# number of runners on crosscut sled?



## JesseTutt (Aug 15, 2012)

I have always built my table saw crosscut sleds with two runners, one for each miter slot. I figured that this would help eliminate any racking and keep the back fence at a right angle to the saw blade.

I regularly see designs of a sled with only one runner in a single miter slot.

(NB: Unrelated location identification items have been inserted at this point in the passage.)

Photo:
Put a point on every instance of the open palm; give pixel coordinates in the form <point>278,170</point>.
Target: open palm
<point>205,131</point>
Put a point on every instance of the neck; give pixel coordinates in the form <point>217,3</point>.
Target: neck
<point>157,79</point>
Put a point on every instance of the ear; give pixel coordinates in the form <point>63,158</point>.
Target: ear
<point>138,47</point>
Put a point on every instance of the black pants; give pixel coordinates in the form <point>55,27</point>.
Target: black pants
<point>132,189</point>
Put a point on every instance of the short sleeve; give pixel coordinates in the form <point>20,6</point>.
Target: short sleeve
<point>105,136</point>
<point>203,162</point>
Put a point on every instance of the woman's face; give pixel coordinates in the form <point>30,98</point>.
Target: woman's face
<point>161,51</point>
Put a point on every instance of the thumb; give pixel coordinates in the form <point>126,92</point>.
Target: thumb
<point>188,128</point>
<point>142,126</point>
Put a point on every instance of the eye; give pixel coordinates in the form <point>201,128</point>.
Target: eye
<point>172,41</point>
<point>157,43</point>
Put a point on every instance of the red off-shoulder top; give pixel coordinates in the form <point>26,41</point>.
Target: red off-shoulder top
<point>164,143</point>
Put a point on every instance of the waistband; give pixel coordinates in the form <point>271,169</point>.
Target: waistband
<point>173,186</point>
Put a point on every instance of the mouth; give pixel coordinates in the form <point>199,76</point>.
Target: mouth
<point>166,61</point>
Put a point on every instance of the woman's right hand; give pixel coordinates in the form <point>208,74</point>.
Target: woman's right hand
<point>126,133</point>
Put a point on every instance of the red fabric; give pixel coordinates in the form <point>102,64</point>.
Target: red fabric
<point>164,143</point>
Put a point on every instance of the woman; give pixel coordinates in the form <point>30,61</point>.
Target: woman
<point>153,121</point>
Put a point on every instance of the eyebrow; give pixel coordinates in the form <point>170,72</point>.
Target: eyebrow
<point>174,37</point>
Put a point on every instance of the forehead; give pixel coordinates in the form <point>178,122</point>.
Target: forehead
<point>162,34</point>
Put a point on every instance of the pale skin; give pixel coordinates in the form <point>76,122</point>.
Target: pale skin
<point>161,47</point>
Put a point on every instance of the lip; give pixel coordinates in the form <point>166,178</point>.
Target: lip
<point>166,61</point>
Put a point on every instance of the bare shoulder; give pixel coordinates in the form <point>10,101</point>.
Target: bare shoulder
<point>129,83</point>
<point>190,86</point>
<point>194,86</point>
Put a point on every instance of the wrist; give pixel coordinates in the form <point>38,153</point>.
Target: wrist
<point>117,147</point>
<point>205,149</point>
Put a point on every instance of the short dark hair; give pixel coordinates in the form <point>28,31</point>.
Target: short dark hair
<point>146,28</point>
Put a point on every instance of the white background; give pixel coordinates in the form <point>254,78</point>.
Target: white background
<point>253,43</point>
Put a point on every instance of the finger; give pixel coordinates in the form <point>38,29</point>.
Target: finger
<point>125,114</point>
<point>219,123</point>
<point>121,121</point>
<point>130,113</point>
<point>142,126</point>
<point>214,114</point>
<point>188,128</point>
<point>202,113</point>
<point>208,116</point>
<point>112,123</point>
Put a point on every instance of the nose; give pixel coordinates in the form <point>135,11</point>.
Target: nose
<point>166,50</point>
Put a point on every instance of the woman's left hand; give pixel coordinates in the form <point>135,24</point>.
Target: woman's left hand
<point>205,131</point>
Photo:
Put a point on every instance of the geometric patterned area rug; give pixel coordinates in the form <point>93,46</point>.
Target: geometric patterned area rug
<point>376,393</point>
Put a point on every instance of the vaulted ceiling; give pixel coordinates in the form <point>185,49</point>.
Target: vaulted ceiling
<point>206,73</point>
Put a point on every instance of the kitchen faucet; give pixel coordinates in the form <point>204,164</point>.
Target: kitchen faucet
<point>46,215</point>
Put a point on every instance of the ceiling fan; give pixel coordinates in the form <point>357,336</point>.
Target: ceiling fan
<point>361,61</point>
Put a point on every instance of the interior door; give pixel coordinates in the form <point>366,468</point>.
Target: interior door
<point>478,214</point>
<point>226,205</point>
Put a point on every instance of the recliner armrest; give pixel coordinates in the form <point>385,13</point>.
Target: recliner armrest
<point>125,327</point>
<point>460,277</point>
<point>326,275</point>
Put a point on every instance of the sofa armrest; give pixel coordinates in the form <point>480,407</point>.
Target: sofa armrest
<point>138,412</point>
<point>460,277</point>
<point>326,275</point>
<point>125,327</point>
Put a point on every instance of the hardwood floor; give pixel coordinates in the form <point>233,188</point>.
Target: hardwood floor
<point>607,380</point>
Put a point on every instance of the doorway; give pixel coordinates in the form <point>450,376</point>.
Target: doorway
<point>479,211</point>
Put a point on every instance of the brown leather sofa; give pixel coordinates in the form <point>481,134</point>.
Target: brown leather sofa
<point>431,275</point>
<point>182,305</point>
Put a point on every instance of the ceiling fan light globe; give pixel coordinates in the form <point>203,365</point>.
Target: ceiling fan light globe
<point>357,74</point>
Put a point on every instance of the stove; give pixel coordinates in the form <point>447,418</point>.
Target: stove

Why would I want a single runner instead of two? The only possibility I can think of would be to be able to run the sled in either miter one for when the blade is at 90 degrees and the other when at 45 degrees.


----------



## Fuzzy (Jun 25, 2007)

Another possibility would be that the two slots are not perfectly parallel to each other … I had an old Craftsman saw back in the 70's that had such a problem. A 2-runner sled would bind up at one end or the other.


----------



## crank49 (Apr 7, 2010)

Fuzzy, that's no reason to discard one of the runners, that's a reason to discard the saw.


----------



## Nicky (Mar 13, 2007)

Jesse,

I would think that this is a matter of personal choice. In watching the New Yankee workshop over the years Norm used a "panel cutting sled". It only had one runner because it was only used to support the work on one side of the blade. If you're using a cross-cut sled, that spans both sides of the blade I would think that you would have better support and some redundancy. I'm sure a crosscut sled could be used with 1 runner, but two seems better, at least to me.


----------



## a1Jim (Aug 9, 2008)

I think it depends on what the jig is used for it's design and size as to how many miter grooves you use.


----------



## helluvawreck (Jul 21, 2010)

I have sleds with both one and two runners. It depends on what the sled is used for. However, for a large crosscut sled I think it should have two.

helluvawreck aka Charles
http://woodworkingexpo.wordpress.com


----------



## joeyinsouthaustin (Sep 22, 2012)

I agree with "it depends on what the jig is used for" Sleds in my shop used for larger crosscutting, tend to have two, smaller sleds used for angles, finger joint, etc. tend to have one.


----------



## JesseTutt (Aug 15, 2012)

Assuming that the table saw has two parallel miter slots, is there any reason why you could not make the sled large enough and use two sliders?


----------



## MrRon (Jul 9, 2009)

Expansion and contraction can cause sleds using two runners to bind in the miter slots. One runner sleds avoid this.and if made well, are just as accurate as a two runner sled.


----------



## JesseTutt (Aug 15, 2012)

I don't understand. I have always used aluminum or plastic for runners and plywood, MDF, or Melamine for the sled bottom. Will plywood, MDF or Melamine expand or contract enough to cause binding?


----------



## REO (Sep 20, 2012)

one runner if properly fitted will eliminate racking as well as two. racking is allowed because of the clearance between slot and rail. two runners will allow just as much misalignment. two runners just gives you twice as much chance to take up the clearance by pitting one against the other.


----------



## PittsburghTim (Jan 16, 2012)

Don't understand why it matters so long as the runner is properly fitted? Tenoning jigs have one runner and the good ones allow for extremely accurate cutting. I have an Osbourne miter gauge that is extremely accurate and it only uses on runner. I think that it depends on your application, just like Jim stated earlier.

Tim


----------